From: Sam Vilain (sam_at_vilain.net)
Date: Sun 08 Aug 2004 - 13:19:18 BST
Jörn Engel wrote:
>>The chances of bits on your hard drive platter randomly losing their
>>magnetism or capacitors in your RAM losing charge and changing are
>>probably higher than two different files having an SHA1 collision :-).
>I used to have the same opinion. Then I read this:
>>relative path and file size. My assumption was that if these all match,
>>the files are probably going to be the same anyway.
> In that case, you can ignore the hashes anyway. Do a direct
> comparison, nothing lost.
I think this is ultimately a matter of faith. Personally my gut feeling
is that the cryptographers know more than the skeptics, and wait with
keen interest for them to show that their birthday paradox actually
happens in real life when applied to SHA-1. So, every extra hash bit is
actually only sqrt(2) of extra randomness. sqrt(2^160) is still 2^80
which is still a very large number (sqrt(365) = 19).
When I read the original CryptoBytes newsletter about the MD5 hash
function weakness, I was left with the impression that the only thing
they thought possible was *inserted* blocks that do not affect the MD5
value. The actual MD5 hash function has (to my knowledge) no known
flaw. This is one of the things that they fixed with the SHA-* suite.
Each to their own of course! Maybe a full comparison should be the
default behaviour, but personally I'm happy with the digest.
>>Failing active monitoring, as a simple compromise there's no reason that
>>unify-dirs couldn't optionally store its internal inode/stat/SHA1 hash
>>cache in a Berkeley database, and run the script every hour or so via
>>cron. It would certainly prevent the copious stat()'ing that the script
>>does, at the expense of not noticing unlikely unification situations
>>until the DB cache entries expire.
>Your problem is simpler, compared to the one I want to solve. Also,
>with final cowlinks, it's perfectly sane to combine two files with
>different owners, permissions, [amc]times, etc. Both will have
>seperate inodes, just the data is identical.

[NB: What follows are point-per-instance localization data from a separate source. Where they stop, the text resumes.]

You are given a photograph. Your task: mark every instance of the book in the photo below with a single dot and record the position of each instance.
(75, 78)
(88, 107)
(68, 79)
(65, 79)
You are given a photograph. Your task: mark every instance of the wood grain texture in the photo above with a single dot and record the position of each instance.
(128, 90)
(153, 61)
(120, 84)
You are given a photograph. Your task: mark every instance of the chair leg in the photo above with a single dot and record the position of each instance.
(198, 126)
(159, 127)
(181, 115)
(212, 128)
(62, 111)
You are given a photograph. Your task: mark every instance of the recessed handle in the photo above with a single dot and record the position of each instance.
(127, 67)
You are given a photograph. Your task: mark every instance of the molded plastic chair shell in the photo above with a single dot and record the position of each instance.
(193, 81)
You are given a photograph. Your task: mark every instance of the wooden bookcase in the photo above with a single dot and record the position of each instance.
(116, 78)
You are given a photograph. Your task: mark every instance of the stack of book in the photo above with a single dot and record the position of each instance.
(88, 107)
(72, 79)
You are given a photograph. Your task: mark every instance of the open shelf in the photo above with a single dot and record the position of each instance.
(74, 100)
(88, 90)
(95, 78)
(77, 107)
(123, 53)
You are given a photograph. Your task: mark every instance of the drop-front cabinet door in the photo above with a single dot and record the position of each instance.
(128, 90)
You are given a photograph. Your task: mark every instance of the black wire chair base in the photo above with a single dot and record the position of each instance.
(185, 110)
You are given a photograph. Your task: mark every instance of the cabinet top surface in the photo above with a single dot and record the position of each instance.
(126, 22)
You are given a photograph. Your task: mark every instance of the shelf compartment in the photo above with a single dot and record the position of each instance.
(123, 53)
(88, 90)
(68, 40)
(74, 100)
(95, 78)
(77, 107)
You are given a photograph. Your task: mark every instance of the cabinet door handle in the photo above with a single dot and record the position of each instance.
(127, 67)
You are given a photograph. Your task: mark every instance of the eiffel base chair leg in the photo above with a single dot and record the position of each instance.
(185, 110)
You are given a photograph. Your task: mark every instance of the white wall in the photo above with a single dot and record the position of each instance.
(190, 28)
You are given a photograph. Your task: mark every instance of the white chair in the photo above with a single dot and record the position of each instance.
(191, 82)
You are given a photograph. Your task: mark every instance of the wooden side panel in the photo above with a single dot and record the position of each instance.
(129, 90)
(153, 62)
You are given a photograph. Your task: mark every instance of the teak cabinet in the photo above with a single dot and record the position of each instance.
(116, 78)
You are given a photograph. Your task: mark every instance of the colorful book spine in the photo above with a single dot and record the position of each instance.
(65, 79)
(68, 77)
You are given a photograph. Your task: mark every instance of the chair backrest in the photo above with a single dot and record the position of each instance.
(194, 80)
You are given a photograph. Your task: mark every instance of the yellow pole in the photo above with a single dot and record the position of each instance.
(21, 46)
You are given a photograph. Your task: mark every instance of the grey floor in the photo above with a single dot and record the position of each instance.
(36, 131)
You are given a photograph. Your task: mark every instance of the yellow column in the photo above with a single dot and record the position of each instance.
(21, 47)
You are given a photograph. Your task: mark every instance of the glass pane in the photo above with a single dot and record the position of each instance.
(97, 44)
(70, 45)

Yes, if you can do some kind of kernel side inode -> inode "semi-soft"
(Bagua?) link like COWlinks you get these advantages.

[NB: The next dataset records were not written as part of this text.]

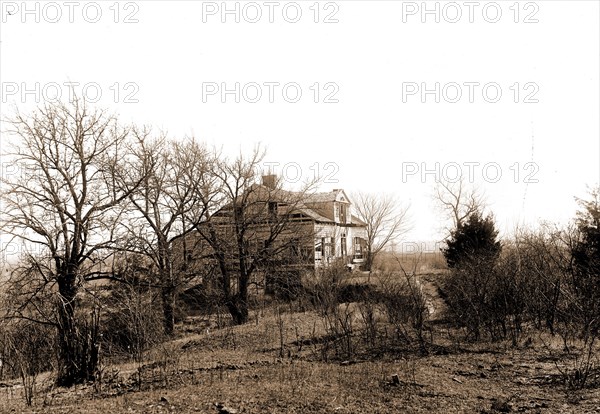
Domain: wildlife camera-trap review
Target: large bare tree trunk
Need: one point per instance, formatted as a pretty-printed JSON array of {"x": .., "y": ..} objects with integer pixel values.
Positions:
[
  {"x": 77, "y": 344},
  {"x": 168, "y": 303}
]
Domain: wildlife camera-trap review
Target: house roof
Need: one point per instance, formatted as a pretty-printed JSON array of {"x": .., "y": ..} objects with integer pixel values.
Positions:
[
  {"x": 314, "y": 215},
  {"x": 335, "y": 195}
]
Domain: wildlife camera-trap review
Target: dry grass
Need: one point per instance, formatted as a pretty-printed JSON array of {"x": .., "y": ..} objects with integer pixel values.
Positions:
[{"x": 273, "y": 364}]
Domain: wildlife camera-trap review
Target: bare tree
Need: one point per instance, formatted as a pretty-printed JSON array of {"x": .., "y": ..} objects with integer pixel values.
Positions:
[
  {"x": 165, "y": 207},
  {"x": 386, "y": 220},
  {"x": 458, "y": 201},
  {"x": 62, "y": 204},
  {"x": 250, "y": 227}
]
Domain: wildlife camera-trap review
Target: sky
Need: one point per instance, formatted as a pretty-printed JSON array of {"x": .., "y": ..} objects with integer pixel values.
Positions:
[{"x": 376, "y": 96}]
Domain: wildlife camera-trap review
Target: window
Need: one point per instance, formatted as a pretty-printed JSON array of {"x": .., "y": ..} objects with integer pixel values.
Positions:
[
  {"x": 272, "y": 209},
  {"x": 358, "y": 248},
  {"x": 342, "y": 213}
]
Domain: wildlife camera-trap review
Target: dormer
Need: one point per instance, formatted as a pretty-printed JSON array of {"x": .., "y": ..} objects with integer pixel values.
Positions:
[{"x": 341, "y": 208}]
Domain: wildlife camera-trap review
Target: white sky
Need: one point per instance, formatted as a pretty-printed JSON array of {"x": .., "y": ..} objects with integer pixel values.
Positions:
[{"x": 375, "y": 135}]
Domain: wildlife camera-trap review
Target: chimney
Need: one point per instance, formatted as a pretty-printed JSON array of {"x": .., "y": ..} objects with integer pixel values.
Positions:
[{"x": 269, "y": 181}]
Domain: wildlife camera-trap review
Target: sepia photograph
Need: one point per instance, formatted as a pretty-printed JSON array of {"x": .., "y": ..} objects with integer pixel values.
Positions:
[{"x": 310, "y": 206}]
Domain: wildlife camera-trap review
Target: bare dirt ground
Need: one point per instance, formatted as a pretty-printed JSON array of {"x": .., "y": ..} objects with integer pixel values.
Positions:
[{"x": 274, "y": 365}]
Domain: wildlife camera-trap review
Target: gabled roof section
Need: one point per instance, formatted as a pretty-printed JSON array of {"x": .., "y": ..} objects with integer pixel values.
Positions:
[{"x": 330, "y": 196}]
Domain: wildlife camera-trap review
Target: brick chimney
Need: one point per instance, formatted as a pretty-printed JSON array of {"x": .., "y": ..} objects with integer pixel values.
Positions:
[{"x": 269, "y": 181}]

It just makes the unification script have to save a whole lot more state
information, and personally for my purposes I consider that unnecessary;
but then, I'm mostly concerned about saving space for system libraries
and binaries across a whole load of virtually identical vservers.
-- Sam Vilain, sam /\T vilain |><>T net, PGP key ID: 0x05B52F13 (include my PGP key ID in personal replies to avoid spam filtering)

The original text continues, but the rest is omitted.